I have found that it's incredibly hard to get successful entrepreneurs to acknowledge that a lot of their success is down to luck. I think it's got something to do with the Protestant Work Ethic - that if they were smart and worked hard then they "deserve" their wealth , but if they just got lucky they don't "deserve" it. So acknowledging that luck played an important part in their success gives them bad feelings, and they don't want to feel bad.

Conversely there's a lot of unsuccessful entrepreneurs who blame bad luck entirely for their failures. There's a lot of "I didn't deserve that. I worked hard, I made smart decisions. I should have succeeded".

  • It's hard because while for a 1 in 10,000,000 achievement, even if they're lucky to get 1 in 1,000 just by being born at the right place/time, they still need to fought hard for the rest of 1 in 10,000.

    I've seen people attributing Taylor Swift' success entirely to luck. But eventhough of course she has inherent advantage, she still has to defeat tons of people who also has the same or even more inherent advantage as her. The numbers are arbitrary and a spectrum, and I've seen too many people treating it as black and white.

  • Yeah I've noticed it even in games. It's an industry known for being high risk and very fickle in success, but you'll still see so many devs profess that "you just have to make a good game the audience wants!" If only it was that straightforward.

    Luck is the crossroad of opportunity and preparation. The "opportunity" here is basically "luck" with a tiny bit of sway. Sometimes opportunity is missed or never comes from no fault of your own. If more people saw it this way they may not cast it off purely as happenstance.

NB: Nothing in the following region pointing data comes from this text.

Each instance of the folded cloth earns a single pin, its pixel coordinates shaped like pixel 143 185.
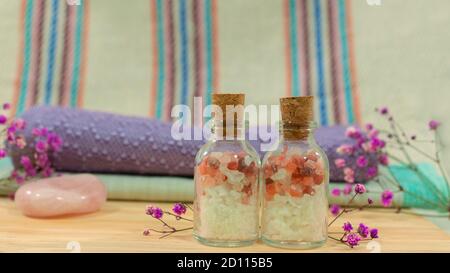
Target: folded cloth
pixel 175 188
pixel 110 143
pixel 148 188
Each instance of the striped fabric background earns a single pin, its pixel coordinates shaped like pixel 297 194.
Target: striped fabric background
pixel 185 35
pixel 52 60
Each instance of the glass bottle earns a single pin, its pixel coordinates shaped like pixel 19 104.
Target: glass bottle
pixel 295 182
pixel 226 203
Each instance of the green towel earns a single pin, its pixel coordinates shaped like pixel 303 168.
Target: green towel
pixel 171 188
pixel 148 188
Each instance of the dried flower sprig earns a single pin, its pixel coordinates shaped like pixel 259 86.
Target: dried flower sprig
pixel 349 236
pixel 157 213
pixel 44 144
pixel 394 145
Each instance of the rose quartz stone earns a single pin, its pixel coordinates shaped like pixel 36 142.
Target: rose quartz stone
pixel 64 195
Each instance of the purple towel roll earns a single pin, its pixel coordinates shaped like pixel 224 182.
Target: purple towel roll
pixel 111 143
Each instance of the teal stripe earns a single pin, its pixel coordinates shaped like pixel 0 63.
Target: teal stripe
pixel 209 64
pixel 77 56
pixel 345 63
pixel 160 30
pixel 27 56
pixel 294 48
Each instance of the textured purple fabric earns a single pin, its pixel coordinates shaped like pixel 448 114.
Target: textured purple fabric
pixel 111 143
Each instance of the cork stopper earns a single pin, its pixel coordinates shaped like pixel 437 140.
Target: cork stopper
pixel 235 102
pixel 296 115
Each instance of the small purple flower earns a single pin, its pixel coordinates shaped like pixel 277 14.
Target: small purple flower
pixel 30 172
pixel 353 132
pixel 345 149
pixel 384 111
pixel 360 189
pixel 387 197
pixel 383 159
pixel 335 209
pixel 348 188
pixel 353 239
pixel 373 133
pixel 349 175
pixel 179 208
pixel 20 142
pixel 19 124
pixel 340 163
pixel 433 124
pixel 372 172
pixel 54 141
pixel 42 160
pixel 36 132
pixel 374 233
pixel 347 227
pixel 2 153
pixel 3 119
pixel 26 162
pixel 336 192
pixel 47 172
pixel 155 212
pixel 41 146
pixel 375 143
pixel 363 230
pixel 361 161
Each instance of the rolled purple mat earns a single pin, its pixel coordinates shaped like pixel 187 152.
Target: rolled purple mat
pixel 101 142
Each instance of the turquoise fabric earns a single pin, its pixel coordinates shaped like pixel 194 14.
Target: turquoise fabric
pixel 171 188
pixel 422 191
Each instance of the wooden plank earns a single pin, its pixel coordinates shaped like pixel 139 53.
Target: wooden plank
pixel 118 228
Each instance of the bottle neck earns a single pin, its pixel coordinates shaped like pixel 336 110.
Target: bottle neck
pixel 228 132
pixel 297 133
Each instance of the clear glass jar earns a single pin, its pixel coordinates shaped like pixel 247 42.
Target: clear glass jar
pixel 226 203
pixel 295 185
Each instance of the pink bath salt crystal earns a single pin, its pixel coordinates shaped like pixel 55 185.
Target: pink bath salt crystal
pixel 310 165
pixel 63 195
pixel 225 159
pixel 312 155
pixel 308 181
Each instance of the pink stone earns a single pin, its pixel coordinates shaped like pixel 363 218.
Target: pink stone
pixel 64 195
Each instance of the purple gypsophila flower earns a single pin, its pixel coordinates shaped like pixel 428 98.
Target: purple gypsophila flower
pixel 347 227
pixel 362 161
pixel 2 153
pixel 360 189
pixel 433 124
pixel 155 212
pixel 335 209
pixel 179 209
pixel 6 106
pixel 3 119
pixel 387 197
pixel 372 172
pixel 383 159
pixel 41 146
pixel 363 230
pixel 374 233
pixel 353 239
pixel 384 111
pixel 336 192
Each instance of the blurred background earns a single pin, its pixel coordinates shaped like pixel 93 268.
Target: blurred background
pixel 140 57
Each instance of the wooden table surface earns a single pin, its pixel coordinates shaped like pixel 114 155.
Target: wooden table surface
pixel 118 228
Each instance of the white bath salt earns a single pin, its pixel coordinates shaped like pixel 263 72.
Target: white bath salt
pixel 297 219
pixel 222 215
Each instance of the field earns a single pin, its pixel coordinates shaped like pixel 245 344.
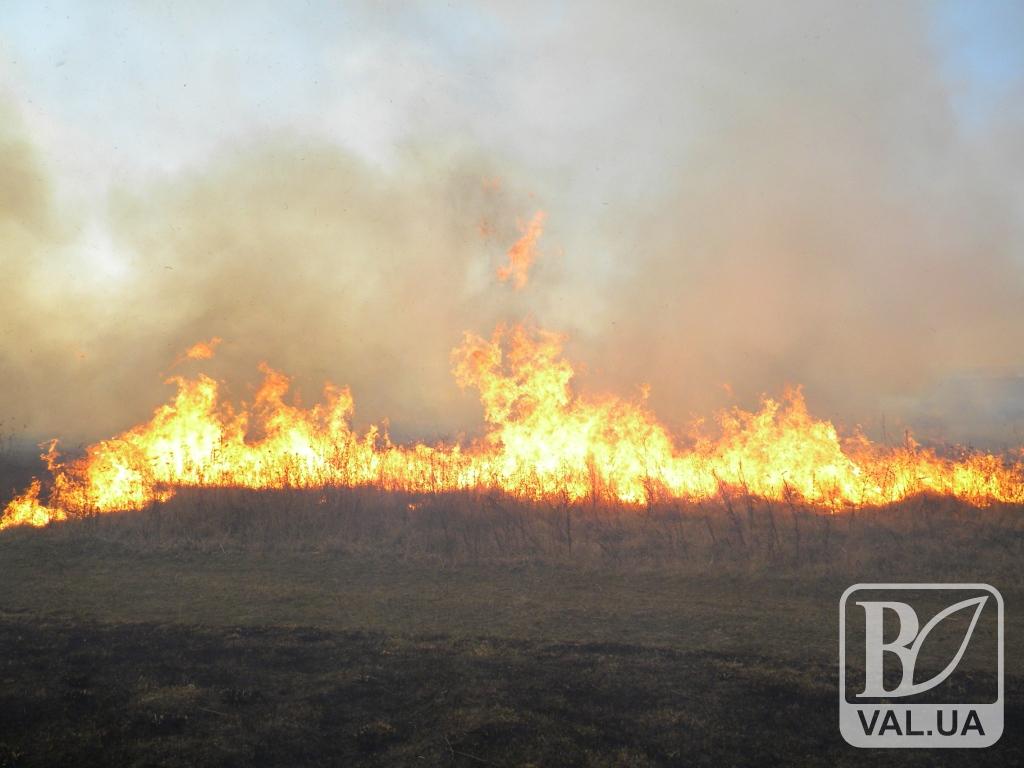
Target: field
pixel 233 628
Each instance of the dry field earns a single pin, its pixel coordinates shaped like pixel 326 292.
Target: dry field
pixel 360 628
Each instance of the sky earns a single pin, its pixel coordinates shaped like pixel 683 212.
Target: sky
pixel 736 199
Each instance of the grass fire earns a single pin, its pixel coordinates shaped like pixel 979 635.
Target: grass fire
pixel 543 440
pixel 511 384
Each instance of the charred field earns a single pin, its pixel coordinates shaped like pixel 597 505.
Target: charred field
pixel 357 627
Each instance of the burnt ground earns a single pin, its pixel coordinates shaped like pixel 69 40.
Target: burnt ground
pixel 158 694
pixel 115 656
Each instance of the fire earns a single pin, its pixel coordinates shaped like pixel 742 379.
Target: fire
pixel 523 253
pixel 543 439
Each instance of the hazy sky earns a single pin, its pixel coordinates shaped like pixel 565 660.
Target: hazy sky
pixel 735 194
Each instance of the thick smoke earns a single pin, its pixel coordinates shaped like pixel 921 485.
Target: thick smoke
pixel 735 195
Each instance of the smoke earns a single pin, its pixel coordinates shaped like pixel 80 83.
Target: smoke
pixel 735 195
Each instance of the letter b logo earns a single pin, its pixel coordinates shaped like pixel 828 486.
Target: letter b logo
pixel 893 670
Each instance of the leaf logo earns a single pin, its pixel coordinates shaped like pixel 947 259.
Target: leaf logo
pixel 907 645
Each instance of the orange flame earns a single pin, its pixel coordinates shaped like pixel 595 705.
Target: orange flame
pixel 522 254
pixel 542 439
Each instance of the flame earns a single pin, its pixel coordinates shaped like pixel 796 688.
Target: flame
pixel 523 253
pixel 542 439
pixel 27 510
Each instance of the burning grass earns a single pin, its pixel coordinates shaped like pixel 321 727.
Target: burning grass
pixel 544 443
pixel 738 531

  • At the same time i dont think luck is something prople really want to hear about. It makes a terrible story.

    You can't emulate luck, you can't control luck, you can't explain luck.

    I suspect luck has less to do with Buffet's fortune than most billionaires since he's in investments, so he gets compared to other hedge funds with similar starting resources. He seems to have made it work over the long term and not just had one lucky break.

  • If modern society is inherently unfair and unequal. Then the best thing the powers to be/people at the top of the hierarchy can do is have culture dictate there is meritocracy to justify the status quo and current hierarchies.

  • “All progressions from a higher to a lower order are marked by ruins and mystery and a residue of nameless rage“

> Dynastic inheritors have achieved lifetime financial independence the moment they emerged from the womb, while others have arrived, facing a hell-hole during their early life or, worse, disabling physical or mental infirmities that rob them of what I have taken for granted. In many heavily-populated parts of the world, I would likely have had a miserable life and my sisters would have had one even worse.

Yes, this sounds unfair to our individualist ear. However, I am also cognizant that there could be another lens that is more top down, not acknowledging our sense of individuality, but rather a layer at the species level with crests and troughs distributed and fluctuating across the individuals that come into existence and whose offspring HAS to be affected by the uneven environment in which they find themselves.

An organic feature of the natural world?

  • What other creatures show this kind of hoarding pattern in nature?

    Storing more of a thing than can (reasonably) be used in hundreds, or thousands of lifetimes?

    I don't know of any (others) that do so, and then pass the hoard down through the generations.